The Government of Kenya has ordered a temporary, three-month cessation of all sugar milling operations in the Upper and Lower Western regions, effective July 11, 2025.
This unprecedented directive, announced by the Kenya Sugar Board (KSB), aims to address a severe shortage of mature sugarcane and pave the way for a more sustainable future for the industry.
The shutdown, which will impact key millers including Nzoia Sugar Company, Butali Sugar Mills, West Kenya Sugar Company (and its Olepito and Naitiri units), Mumias Sugar (2021) Ltd, and Busia Sugar Industry Ltd, comes after a stakeholder consultative meeting on July 4 in Kisumu confirmed the dire state of cane supply.

Gov’t Orders 3 Month Shutdown of Western Sugar Mills Over Cane Shortage.
KSB Chief Executive Officer Jude Chesire highlighted that inadequate cane development planning has led to widespread harvesting of immature cane, causing significant losses for farmers due to lower yields and a drastic decline in sugar production in the first half of 2025.
This suspension is designed to allow existing sugarcane to mature and facilitate a comprehensive reset in cane supply planning.
The KSB plans to conduct a cane census within two months to accurately assess field readiness before operations resume.
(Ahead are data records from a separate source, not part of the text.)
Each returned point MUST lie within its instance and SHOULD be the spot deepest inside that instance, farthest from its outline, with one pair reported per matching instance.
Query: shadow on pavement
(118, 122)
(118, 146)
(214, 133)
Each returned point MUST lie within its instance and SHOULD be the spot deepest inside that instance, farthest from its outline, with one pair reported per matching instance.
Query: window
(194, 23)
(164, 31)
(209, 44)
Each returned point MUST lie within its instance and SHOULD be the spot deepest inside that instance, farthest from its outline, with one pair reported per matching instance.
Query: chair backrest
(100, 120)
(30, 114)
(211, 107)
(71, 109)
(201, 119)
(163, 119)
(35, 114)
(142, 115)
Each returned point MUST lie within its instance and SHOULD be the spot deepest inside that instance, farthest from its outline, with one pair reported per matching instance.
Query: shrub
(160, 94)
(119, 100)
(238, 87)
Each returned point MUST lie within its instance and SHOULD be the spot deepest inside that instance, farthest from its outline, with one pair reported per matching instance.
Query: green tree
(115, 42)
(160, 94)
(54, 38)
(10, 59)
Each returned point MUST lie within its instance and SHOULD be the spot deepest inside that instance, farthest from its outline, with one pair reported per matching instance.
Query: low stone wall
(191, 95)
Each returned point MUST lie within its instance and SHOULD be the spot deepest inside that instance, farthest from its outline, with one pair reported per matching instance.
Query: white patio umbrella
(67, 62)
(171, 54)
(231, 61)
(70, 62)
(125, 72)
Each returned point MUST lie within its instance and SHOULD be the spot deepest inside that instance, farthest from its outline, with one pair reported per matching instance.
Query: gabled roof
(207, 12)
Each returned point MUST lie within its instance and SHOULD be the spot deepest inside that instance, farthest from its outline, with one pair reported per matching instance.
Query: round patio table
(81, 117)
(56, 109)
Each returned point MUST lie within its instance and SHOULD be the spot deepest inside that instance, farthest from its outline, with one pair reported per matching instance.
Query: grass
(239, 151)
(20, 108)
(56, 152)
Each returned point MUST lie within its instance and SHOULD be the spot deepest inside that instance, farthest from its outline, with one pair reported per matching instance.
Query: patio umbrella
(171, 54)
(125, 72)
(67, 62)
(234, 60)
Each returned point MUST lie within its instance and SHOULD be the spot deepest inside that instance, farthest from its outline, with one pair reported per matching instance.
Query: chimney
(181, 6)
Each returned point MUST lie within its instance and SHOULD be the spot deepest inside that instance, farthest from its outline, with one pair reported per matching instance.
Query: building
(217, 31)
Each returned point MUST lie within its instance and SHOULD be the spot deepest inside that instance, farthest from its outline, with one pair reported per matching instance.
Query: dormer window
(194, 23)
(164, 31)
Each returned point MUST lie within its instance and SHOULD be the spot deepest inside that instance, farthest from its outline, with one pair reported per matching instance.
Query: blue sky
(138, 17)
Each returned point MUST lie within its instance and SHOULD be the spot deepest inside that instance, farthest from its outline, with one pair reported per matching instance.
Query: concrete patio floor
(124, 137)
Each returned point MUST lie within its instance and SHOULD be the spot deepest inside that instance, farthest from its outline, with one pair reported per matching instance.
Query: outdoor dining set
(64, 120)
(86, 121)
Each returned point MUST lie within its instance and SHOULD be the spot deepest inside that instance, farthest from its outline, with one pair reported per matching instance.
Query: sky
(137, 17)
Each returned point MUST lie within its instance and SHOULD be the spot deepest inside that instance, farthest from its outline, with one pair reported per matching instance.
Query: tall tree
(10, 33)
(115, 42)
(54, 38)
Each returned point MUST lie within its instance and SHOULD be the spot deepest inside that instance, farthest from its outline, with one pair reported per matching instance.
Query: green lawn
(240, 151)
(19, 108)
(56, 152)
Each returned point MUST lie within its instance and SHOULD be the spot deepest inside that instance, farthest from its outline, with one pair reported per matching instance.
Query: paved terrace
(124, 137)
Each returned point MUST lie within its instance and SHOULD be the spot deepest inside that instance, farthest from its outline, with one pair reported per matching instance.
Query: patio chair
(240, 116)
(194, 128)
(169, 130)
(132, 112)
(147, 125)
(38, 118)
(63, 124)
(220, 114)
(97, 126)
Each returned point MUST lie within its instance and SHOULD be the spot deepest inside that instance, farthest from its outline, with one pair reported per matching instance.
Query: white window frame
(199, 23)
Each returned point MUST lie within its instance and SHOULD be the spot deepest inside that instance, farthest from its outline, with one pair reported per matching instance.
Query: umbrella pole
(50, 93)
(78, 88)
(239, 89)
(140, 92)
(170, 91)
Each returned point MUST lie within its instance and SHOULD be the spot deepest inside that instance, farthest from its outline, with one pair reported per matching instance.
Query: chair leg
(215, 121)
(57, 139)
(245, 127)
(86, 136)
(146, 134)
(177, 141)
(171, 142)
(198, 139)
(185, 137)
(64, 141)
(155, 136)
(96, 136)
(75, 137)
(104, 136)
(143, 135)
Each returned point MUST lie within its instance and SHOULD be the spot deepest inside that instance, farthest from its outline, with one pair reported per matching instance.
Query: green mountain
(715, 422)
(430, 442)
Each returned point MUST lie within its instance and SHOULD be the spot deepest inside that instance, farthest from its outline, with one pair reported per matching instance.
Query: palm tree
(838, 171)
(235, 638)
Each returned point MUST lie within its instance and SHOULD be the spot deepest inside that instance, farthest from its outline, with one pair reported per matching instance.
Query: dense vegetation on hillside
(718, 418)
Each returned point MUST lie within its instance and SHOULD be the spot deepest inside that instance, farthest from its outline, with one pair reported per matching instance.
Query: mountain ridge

Millers have also been directed to intensify cane development efforts to ensure a consistent supply of raw materials moving forward.

Gov’t Orders 3 Month Shutdown of Western Sugar Mills Over Cane Shortage
The temporary closure coincides with the implementation of the new Sugar Development Levy (SDL), which took effect on July 1, 2025.
The levy charges millers and importers 4% on the ex-factory price of locally produced sugar and the Cost, Insurance, and Freight (CIF) value of imported sugar. The Kenya Revenue Authority (KRA) has been appointed as the official collection agent, with all levies due by the 10th of each month.
The National Treasury has further approved the transfer of the Sugar Development Fund from the Commodity Fund to the KSB, a move expected to enhance transparency and credit discipline.
The KSB projects annual SDL collection to exceed Ksh 5 billion, with significant portions allocated to cane development programs (40%), road rehabilitation in sugar zones (15%), cane research and innovation (15%), and factory modernization (15%).
This strategic financial injection, coupled with the operational pause, is a coordinated effort to rebuild the sector and achieve the ambitious goal of phasing out sugar imports by 2027.